The last case here is an interesting one. Paul talks about fervent prayer for the removal of this thorn, but his prayer is not granted. We’re not told if it is physical, emotional, spiritual, relational, etc., simply that it is “in the flesh” and that it was a messenger from Satan. He is told “My grace is made sufficient for you, for power is perfected in weakness.” This is enough to change Paul’s attitude toward it, and he begins to boast in his weakness. (Read Paul’s description from which I have quoted in 2 Cor. 12.7-11.) I’m not sure why so many of us (Christians) seem intent on believing that God will somehow change our circumstances if we just pray in the right way, live the right way, or have enough faith. God is interested in the state of our mind and heart, not whether our circumstances are all we had hoped for.

What does this have to do with Sabbath? I’m glad you asked! Sabbath is about clearing our minds of our own agendas and the busy-ness of our daily lives. This is not done to create and empty void, but to create space for the Spirit to come in and change my heart and mind to be more like Him. How can I fight the consumerism, materialism, and selfishness of the world without dedicated time to refocus on the selflessness of a God who would offer His only Son for me, and send His Spirit to dwell in this humble temple? I desperately need time with my Creator and Sustainer if I am to become more like Him. Buchanan helpfully points out the distinction between Sabbath and leisure.

Leisure is what Sabbath becomes when we no longer know how to sanctify time. Leisure is a Sabbath without the sacred. It is a vacation — literally, a vacating, an evacuation.

There may be a time when leisure is appropriate, but we should not mistake this for Sabbath! Sabbath is not about things becoming less real, a drawing away from things. Sabbath is going to God with all of the things and spending quality (and quantity) time with Him getting His perspective to renew and replace our own limited perspective.

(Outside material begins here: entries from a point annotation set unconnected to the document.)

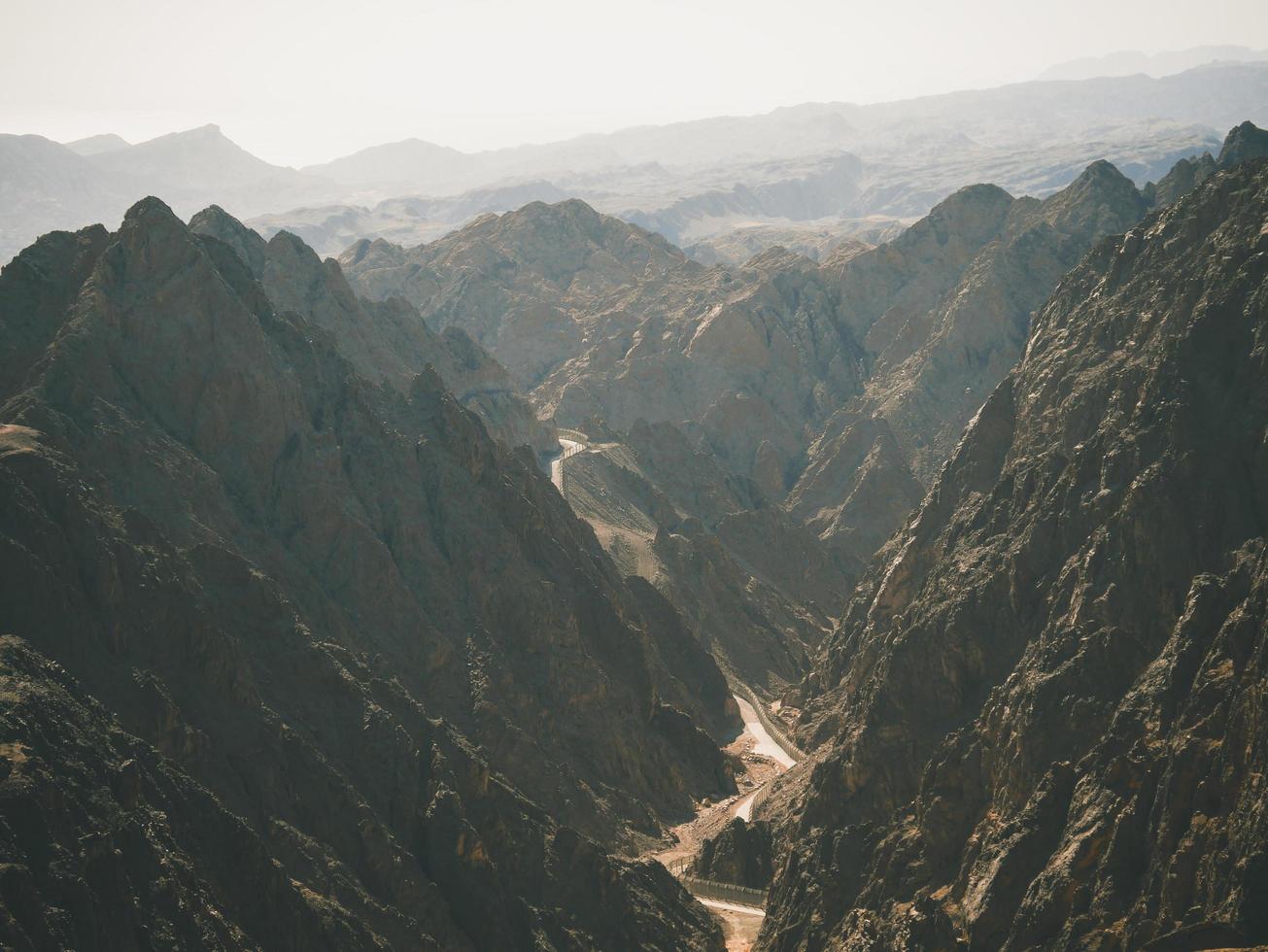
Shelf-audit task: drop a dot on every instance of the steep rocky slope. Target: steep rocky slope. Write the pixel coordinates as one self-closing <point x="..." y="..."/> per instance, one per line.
<point x="837" y="388"/>
<point x="277" y="574"/>
<point x="943" y="313"/>
<point x="385" y="340"/>
<point x="1243" y="144"/>
<point x="749" y="582"/>
<point x="1043" y="715"/>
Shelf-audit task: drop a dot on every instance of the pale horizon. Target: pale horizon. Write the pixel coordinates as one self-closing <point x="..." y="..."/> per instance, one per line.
<point x="439" y="73"/>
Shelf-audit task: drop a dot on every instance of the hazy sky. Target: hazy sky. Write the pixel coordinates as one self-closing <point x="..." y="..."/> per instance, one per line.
<point x="300" y="82"/>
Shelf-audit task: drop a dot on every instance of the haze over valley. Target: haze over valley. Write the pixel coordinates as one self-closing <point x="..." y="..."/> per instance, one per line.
<point x="811" y="525"/>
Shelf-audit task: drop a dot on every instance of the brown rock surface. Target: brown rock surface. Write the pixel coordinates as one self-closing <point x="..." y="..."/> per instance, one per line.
<point x="1042" y="720"/>
<point x="275" y="574"/>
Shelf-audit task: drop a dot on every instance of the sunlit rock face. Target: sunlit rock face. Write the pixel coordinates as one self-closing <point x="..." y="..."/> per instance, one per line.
<point x="1042" y="719"/>
<point x="298" y="656"/>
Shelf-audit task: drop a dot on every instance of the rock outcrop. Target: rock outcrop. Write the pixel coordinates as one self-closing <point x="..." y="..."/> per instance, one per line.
<point x="344" y="661"/>
<point x="387" y="340"/>
<point x="1042" y="722"/>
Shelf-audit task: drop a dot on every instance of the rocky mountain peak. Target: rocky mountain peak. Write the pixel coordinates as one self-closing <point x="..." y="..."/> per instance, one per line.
<point x="248" y="244"/>
<point x="1243" y="142"/>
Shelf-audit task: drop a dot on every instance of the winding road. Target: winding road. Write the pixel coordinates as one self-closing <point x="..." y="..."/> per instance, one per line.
<point x="765" y="745"/>
<point x="566" y="448"/>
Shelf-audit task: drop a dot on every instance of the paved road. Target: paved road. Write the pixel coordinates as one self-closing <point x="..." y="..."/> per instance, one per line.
<point x="732" y="906"/>
<point x="765" y="745"/>
<point x="569" y="448"/>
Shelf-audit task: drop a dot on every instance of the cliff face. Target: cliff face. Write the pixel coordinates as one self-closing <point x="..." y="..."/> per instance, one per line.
<point x="839" y="390"/>
<point x="274" y="574"/>
<point x="1043" y="714"/>
<point x="943" y="312"/>
<point x="386" y="341"/>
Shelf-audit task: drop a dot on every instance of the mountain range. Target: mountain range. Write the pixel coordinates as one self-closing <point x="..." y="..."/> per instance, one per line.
<point x="844" y="167"/>
<point x="419" y="597"/>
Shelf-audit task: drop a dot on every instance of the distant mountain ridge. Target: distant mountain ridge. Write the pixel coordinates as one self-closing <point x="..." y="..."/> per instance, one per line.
<point x="1172" y="61"/>
<point x="839" y="166"/>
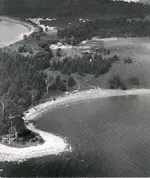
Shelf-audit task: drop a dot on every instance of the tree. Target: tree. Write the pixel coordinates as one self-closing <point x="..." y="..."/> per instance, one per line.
<point x="71" y="81"/>
<point x="58" y="52"/>
<point x="48" y="81"/>
<point x="4" y="100"/>
<point x="134" y="81"/>
<point x="33" y="94"/>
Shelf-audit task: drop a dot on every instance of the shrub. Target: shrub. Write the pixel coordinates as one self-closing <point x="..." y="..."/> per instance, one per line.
<point x="134" y="80"/>
<point x="128" y="61"/>
<point x="22" y="49"/>
<point x="71" y="82"/>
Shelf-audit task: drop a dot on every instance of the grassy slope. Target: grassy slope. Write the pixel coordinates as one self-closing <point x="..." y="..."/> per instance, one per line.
<point x="70" y="7"/>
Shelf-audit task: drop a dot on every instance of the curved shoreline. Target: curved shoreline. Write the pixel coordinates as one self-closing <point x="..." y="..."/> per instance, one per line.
<point x="31" y="29"/>
<point x="53" y="144"/>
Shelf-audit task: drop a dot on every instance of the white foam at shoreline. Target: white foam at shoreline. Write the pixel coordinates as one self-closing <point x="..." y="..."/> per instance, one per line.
<point x="54" y="144"/>
<point x="37" y="111"/>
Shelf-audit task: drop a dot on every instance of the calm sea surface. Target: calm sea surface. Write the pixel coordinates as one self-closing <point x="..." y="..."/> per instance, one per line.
<point x="109" y="137"/>
<point x="10" y="32"/>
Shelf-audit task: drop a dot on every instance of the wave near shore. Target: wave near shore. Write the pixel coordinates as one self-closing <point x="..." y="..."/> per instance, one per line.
<point x="54" y="144"/>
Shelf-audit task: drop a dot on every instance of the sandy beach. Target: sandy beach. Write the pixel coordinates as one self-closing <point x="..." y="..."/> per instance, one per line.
<point x="54" y="144"/>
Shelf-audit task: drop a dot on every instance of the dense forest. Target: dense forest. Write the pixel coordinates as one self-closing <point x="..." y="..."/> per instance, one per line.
<point x="71" y="8"/>
<point x="105" y="29"/>
<point x="88" y="64"/>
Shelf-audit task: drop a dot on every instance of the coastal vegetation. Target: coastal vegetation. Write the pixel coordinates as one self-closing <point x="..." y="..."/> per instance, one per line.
<point x="88" y="64"/>
<point x="105" y="28"/>
<point x="72" y="8"/>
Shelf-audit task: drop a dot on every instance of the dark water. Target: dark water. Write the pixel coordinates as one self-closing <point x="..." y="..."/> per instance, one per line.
<point x="109" y="137"/>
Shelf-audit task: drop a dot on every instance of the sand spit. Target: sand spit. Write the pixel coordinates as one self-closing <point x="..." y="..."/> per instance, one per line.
<point x="37" y="111"/>
<point x="54" y="144"/>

This is where things start to relate even more to my sabbatical. Part of the point of a sabbatical is getting a lot of work done on something different from my usual duties. I would never be able to do the work that I am accomplishing at Hershey Med. this semester if I were still teaching full-time. On the other hand, an important part of this sabbatical, at least to me, is to evaluate where I am in my career, including teaching and scholarship, and make sure I have a healthy perspective on this. This is why I am spending time this fall to travel and observe several of my colleagues at other schools in action. I want to evaluate what I am doing and restore a proper perspective. I have been part of academe non-stop since Kindergarten. I’ve been teaching, pretty much non-stop, since 1997. Summers can only go so far in allowing the reflection that I think is required to be the best teacher I can be, and glorify God in all I do. This, then, is a teaching Sabbath for me. The idea of a Sabbath year is also biblical! See: Exodus 23.10&11, for example.

My prayer for this semester is that the fertile ground of my mind will be renewed, and I will regain a godly perspective of my work. This is something only time with the Spirit can accomplish, and I am endeavoring to allow Him the time and space to do this work in me, thus resulting in inevitable change in my attitude and behavior, even if my circumstances don’t change.